Regarding the follow-up data, especially the radiological one, the entity of spinal cord damage and therefore the reversibility of the “snake eyes” sign is very difficult to verify with a post-operative MRI study, mainly for the presence of implanted materials, that could distort the signal and preclude the identification of such a modest lesion. Of our three cases, only one already underwent post-operative MRI (Case 3), showing the persistence of the snake-eyes myelopathy, despite clinical improvement. For the other two cases, only clinical follow-up is available so far. Most importantly, all three patients had a clinical benefit from surgery, despite the radiological evidence of SEA.
The MRI picture of “snake eyes” has always been described in relation to a clinical picture of myelopathy, but another relevant problem is related to those cases that have a “snake-eyes” MRI picture and are asymptomatic or pauci-symptomatic like Case 1. Low-intensity signal on T1WI is considered as a sign of advanced disease due to a significant neural tissue damage and correlates with poor post-operative neurological outcome [21]. Signal changes in T1WI usually appear with an increase in T2WI [22]. T2 hyperintensity in isolation cannot predict a worse post-operative outcome: the combination of both signal alteration on T1 and T2, and the presence of long segments with T2 hyperintensity are better correlated with negative neurological outcome after surgery [23].
For other myelopathies, it is clear that there may be signs of hyperintensity in MRI that are not related to a clinical myelopathy and in these cases it is not clear what needs to be done [24]. Unfortunately, given our small case series, the less severely affected pre-operative disability in respect of cases presented in literature and the fact that SEA is not a frequent entity presenting in a variety of heterogenous diseases, it was not possible to determine its independent prognostic value.
Nevertheless, it is widely accepted that the baseline neurological status is the strongest predictor of post-operative outcome.
In addition, older age is related to a worse outcome after surgery [16]. Other clinical factors such as body mass index and baseline severity score are not predictive of complications [25]. Duration of symptoms is not considered uniquely as a negative clinical factor associated with a negative outcome after surgery [16,25] We suggest that, from the pathophysiological point of view, a more severe cervical myelopathy and a longer duration of symptoms could associate with different histological damages in the spinal cord that could be reversible or not. Therefore, to achieve a good clinical outcome, it is mandatory to identify early clinical signs of cervical myelopathy [26]. In this regard, different outcome measures are reported in the literature regarding functional impairment (mJOA scale), disability (Nurick scale and Neck Disability Index), and generic short form health survey (SF-36 scale). Finally, new neurophysiological tests, like contact-heat evoked potentials, could be of help in early detection of cervical myelopathy; in fact, they seem to exhibit a superior sensitivity compared to somato-sensory evoked potentials in detecting spinal cord ischemia caused by compression of the anterior spinal artery. Concerning this, the application of classical neurophysiological techniques might be a limitation of this study [27].

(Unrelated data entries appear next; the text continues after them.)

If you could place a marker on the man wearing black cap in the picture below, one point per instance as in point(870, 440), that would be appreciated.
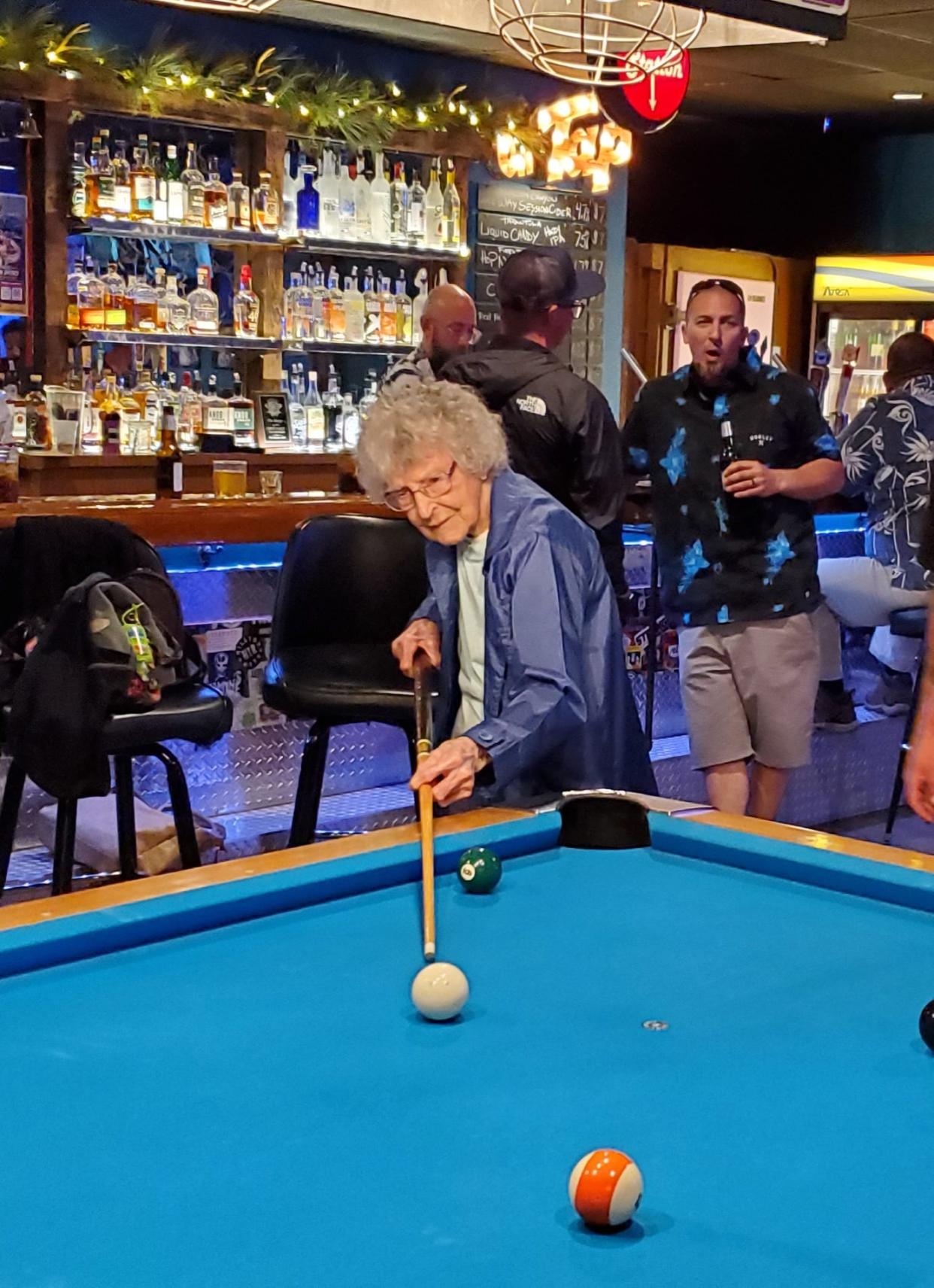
point(559, 428)
point(736, 452)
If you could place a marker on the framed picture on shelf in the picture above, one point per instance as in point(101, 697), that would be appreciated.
point(274, 423)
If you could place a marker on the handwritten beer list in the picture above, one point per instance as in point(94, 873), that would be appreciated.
point(509, 218)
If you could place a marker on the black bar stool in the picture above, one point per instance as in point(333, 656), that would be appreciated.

5. Limitations of the Study

Our study suffers from several limitations. As for the analysis of the literature, few studies about DCM take into consideration surgical prognosis, and most of them have a suboptimal or no follow-up period. In addition, most studies presented an insufficient number of patients to reach the possibility of statistical inference on the general population. The variety of different pathologies that have been related to SEA myelopathy, an element that causes further difficulties in prognostic analysis, must also be considered. Furthermore, the term SEA is used unevenly in the scientific community and this may have led to loss of information. To partially compensate for this, a large number of synonyms for SEA have been used in the searching process, trying to cover the full range of terms used in the literature to describe this radiological sign. As for our case series we were unable to achieve optimal follow-up on all patients.

6. Conclusions

“Snake eyes” myelopathy represents a rare form of myelopathy with a prognosis that is generally defined as unfavorable. Its pathophysiology is still unclear, and its frequency might be greater than previously thought.
The literature review and personal experience of surgically treated cases shows that SEA represents a negative surgical prognosis sign in a minority (22–28%) of patients, but the baseline neurological status remains crucial to determine patients’ outcome.

Author Contributions

L.Z., C.M.Z., E.A., G.S., S.S., L.D.M., L.Q., U.L., M.F., R.G., D.L., M.M.F., and D.L. collected, analyzed, and interpreted the patient data; R.B. and M.F. performed the surgical procedures; R.B., M.F., U.L., L.Q., M.M.F., D.L., L.Z., and C.M.Z. followed the patients during the hospital course and performed follow-up analysis. All authors have read and agree to the published version of the manuscript.

Funding

This research received no external funding.

Conflicts of Interest

The authors declare no conflict of interest.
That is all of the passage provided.